Despite rampant persecution carried out against Christians by China's Communist leaders, a leading Chinese writer has argued that Christianity - not Confucianism, Communism, or Atheism - is the country's future.
Yu Jie, a best-selling Chinese author and one of the foremost critics of the country's leadership, recently penned in an op-ed published in the August edition First Things in which he contended that "a growing faith in Christ, strengthened by the bonds of fellowship in church life, is breathing new life into my country."
Christians in China have seen an uptick in persecution since the Xi administration came into power three years ago. Last year, the president warned that religions must be independent of foreign influence and said that the Communist party's religious work should be about winning over the hearts and minds of the public.

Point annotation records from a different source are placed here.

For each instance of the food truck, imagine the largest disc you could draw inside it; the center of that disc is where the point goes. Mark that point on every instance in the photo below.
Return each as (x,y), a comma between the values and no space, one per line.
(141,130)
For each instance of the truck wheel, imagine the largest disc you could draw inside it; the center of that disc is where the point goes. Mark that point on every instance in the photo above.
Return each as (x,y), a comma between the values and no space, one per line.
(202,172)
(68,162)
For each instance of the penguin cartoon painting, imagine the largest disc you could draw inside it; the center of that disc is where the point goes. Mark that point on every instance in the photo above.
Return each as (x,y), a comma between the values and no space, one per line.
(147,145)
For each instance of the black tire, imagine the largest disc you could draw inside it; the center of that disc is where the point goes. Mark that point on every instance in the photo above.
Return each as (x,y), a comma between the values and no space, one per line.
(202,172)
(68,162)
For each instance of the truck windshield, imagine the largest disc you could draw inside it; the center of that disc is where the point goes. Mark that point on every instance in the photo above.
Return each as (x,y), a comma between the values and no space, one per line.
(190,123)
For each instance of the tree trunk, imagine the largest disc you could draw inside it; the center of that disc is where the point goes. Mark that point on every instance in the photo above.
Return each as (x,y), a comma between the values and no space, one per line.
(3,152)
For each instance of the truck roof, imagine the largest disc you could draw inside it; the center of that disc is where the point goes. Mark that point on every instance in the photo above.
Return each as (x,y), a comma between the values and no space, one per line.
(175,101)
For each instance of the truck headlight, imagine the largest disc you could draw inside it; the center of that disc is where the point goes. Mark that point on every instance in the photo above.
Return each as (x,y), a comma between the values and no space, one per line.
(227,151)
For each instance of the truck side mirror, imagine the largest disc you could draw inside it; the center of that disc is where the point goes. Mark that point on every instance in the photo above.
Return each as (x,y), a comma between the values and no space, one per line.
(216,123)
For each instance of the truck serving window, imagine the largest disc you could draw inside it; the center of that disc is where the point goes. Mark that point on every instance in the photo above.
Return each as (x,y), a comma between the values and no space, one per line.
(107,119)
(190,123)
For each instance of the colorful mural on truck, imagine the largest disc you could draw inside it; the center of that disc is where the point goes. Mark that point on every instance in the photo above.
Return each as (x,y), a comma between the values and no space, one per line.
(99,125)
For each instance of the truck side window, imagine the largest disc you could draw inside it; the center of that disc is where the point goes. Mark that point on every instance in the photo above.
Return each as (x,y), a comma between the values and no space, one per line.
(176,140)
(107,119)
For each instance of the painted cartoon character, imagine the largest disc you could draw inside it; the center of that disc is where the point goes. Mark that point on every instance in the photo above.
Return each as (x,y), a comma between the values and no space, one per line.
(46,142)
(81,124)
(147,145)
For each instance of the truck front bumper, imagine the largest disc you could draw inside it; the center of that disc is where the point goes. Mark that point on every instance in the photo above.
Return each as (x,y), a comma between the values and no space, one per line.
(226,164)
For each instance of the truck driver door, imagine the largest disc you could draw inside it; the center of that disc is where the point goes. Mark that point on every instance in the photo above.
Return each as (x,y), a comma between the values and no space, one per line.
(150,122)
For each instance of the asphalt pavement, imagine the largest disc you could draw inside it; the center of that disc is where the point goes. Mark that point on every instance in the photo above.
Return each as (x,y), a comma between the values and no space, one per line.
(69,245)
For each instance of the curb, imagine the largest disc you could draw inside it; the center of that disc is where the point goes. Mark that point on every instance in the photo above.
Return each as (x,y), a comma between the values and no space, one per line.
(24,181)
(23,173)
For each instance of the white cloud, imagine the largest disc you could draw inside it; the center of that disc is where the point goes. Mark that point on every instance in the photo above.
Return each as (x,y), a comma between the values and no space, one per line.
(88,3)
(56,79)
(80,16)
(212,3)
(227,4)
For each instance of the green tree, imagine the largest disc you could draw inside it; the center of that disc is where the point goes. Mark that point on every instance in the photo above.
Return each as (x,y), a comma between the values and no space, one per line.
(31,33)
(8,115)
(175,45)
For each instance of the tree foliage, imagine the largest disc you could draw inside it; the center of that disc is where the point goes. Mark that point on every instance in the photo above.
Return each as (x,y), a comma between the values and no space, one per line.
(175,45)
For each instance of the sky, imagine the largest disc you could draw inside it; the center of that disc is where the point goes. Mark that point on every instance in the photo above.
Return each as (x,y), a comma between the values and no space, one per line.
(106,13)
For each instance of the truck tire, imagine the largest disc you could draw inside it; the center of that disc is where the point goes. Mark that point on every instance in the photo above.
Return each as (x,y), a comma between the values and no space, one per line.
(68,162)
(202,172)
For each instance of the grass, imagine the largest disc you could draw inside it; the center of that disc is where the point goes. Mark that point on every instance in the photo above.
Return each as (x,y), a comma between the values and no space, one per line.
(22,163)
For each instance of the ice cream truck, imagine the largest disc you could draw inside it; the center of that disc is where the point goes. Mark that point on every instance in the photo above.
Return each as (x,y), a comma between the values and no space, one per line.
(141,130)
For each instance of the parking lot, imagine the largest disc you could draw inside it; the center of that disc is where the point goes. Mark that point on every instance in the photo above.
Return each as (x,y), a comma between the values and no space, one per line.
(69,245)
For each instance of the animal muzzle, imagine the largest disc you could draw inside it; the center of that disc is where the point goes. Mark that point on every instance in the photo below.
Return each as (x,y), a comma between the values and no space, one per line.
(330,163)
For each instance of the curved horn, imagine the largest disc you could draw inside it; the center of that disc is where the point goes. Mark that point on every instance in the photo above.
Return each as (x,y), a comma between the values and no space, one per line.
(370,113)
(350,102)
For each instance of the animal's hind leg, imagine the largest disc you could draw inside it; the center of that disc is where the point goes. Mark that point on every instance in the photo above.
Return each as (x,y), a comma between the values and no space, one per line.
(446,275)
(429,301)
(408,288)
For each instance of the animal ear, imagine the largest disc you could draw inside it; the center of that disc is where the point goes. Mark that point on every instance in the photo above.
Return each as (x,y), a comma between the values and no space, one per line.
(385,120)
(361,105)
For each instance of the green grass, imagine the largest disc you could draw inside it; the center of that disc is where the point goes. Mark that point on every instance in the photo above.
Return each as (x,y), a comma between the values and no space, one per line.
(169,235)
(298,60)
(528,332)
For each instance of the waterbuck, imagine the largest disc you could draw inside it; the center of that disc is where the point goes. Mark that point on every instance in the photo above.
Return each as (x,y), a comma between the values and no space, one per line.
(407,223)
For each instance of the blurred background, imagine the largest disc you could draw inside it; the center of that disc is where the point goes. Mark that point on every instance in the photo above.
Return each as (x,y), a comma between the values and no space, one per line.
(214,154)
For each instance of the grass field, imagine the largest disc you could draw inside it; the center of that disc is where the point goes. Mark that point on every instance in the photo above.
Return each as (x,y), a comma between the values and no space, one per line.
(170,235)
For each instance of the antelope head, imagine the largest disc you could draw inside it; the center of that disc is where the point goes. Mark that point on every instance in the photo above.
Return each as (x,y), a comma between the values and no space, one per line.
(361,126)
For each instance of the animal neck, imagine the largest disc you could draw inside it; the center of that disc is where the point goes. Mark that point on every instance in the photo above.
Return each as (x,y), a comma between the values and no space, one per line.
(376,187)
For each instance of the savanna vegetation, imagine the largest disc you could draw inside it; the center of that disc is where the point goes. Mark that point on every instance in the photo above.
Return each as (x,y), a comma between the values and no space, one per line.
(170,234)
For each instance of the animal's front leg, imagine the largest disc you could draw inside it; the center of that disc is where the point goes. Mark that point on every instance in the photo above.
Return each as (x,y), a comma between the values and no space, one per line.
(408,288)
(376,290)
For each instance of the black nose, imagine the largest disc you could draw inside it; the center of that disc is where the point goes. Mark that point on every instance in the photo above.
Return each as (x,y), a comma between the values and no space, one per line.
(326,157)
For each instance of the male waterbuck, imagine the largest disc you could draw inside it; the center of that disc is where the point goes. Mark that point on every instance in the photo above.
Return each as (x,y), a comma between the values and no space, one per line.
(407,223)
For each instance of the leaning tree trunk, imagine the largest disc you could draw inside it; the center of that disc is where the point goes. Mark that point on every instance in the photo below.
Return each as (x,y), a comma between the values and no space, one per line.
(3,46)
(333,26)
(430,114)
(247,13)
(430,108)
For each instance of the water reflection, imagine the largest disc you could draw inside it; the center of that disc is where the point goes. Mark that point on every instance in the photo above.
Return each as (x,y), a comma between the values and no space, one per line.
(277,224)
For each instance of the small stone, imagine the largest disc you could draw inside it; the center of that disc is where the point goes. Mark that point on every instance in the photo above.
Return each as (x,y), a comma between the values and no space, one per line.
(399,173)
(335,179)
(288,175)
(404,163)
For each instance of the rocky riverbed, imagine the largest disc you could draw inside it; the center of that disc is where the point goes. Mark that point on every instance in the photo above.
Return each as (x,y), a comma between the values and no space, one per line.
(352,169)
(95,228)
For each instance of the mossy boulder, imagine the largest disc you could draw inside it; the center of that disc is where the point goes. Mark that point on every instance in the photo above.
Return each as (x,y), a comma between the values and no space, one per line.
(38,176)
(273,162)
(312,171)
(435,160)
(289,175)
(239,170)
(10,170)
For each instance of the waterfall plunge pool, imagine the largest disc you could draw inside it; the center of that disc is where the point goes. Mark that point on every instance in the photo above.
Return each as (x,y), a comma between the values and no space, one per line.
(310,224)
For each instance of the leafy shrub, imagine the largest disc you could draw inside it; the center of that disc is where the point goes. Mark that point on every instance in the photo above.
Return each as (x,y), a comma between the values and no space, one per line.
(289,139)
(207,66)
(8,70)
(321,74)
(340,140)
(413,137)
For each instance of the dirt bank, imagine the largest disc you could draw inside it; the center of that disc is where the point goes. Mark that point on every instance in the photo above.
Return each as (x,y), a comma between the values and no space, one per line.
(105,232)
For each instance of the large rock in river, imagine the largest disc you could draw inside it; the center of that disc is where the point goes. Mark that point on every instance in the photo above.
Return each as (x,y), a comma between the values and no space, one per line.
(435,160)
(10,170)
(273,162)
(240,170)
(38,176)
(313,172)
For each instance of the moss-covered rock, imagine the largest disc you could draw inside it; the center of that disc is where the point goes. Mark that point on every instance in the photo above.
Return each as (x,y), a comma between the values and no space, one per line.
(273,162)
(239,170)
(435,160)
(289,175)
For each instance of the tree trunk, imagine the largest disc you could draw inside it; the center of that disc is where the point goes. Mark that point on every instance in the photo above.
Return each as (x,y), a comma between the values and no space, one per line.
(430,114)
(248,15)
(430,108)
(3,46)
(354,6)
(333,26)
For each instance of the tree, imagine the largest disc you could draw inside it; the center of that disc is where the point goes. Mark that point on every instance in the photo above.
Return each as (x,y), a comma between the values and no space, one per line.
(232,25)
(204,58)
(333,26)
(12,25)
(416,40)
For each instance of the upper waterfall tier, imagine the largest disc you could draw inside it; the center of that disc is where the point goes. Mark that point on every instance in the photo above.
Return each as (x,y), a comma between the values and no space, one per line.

Over the past several years, an unprecedented number of church leaders have been imprisoned, sent to mental institutions, beaten and tortured. Thousands of crosses have also been forcibly removed from over 1,800 churches since 2014.
In his op-ed, Yu argues that the Chinese government's growing hostility towards Christianity is because Xi is "insecure as a leader" recognizes believers as the biggest threat to the Communist government.
"The number [of Christians in China] grows by several million each year, a phenomenon some have described as a gushing well or geyser," Yu wrote. "At this rate, by 2030, Christians in China will exceed 200 million, surpassing the United States and making China the country with the largest Christian population in the world."
Yu discussed his own arrest in 2010 because of his relationship with Liu Xiaobo, the winner of the 2010 Nobel Peace Prize for his fight for human rights in China. According to a New York Times report, in a detention cell, security officers bent back Yu's fingers one by one, kicked him in the chest and held burning cigarettes close to his face.
After enduring months of abuse, house arrest and round-the-clock surveillance by the state, Yu and his family emigrated to Washington, D.C. where Yu's wife is a pastor at Harvest Chinese Christian Church in the suburbs of the District of Columbia.
Like him, Christians suffering persecution at the hands of the Communist government refuse to give in to fear: "One of the phrases I have heard most often among them is: 'The greater the persecution, the greater the revival,'" Yu explained. "For Christian dissidents, cross removals and church demolitions are only the prelude in a story that repeats the Passion and Resurrection of Christ. They talk about how during the Cultural Revolution, the Christian population in Wenzhou actually grew many times over."
Since the year 2000, a number of urban churches have developed in major cities throughout China, which Yu said "are a first step toward Christians assuming leadership in the development of a Chinese civil society independent of government control." However, before a free society can happen, it must be understood that "religion should be a private matter."
"What is needed is a political theology underscoring the sovereignty of God's law rather than separation of church and state," Yu said. "Though Communist China is a totalitarian society, Christians can learn and practice a democratic way of life at church, and then act as a leaven in society."
For example, while Chinese people have no real voting rights, church members can elect their own board members and administrative leaders.
"For those inexperienced with running and voting for office, churches are a seedbed of civic activity," Yu pointed out. "Many of these churches are Presbyterian and Calvinist, the same tradition that played such a central role in the rise of democracy in the West."
The author explained that his Christian faith is what allows him to understand the evil and injustice perpetrated by the Chinese government.
"This interior work of repentance for my own sins has transformed my fight against totalitarianism. No longer am I merely pointing out faults in the world. I also recognize them in myself," he wrote. "God let me live to witness and testify for him through writing. And for the 1.4 billion souls in my homeland, I shall continue. I do so in great hope. A growing faith in Christ, strengthened by the bonds of fellowship in church life, is breathing new life into my country."
He concluded: "Neither the dead hand of Communism, nor the cynical imitation of Confucianism, nor capitalism, nor democracy, nor any earthly thing will determine the fate of my land. Christianity is China's future."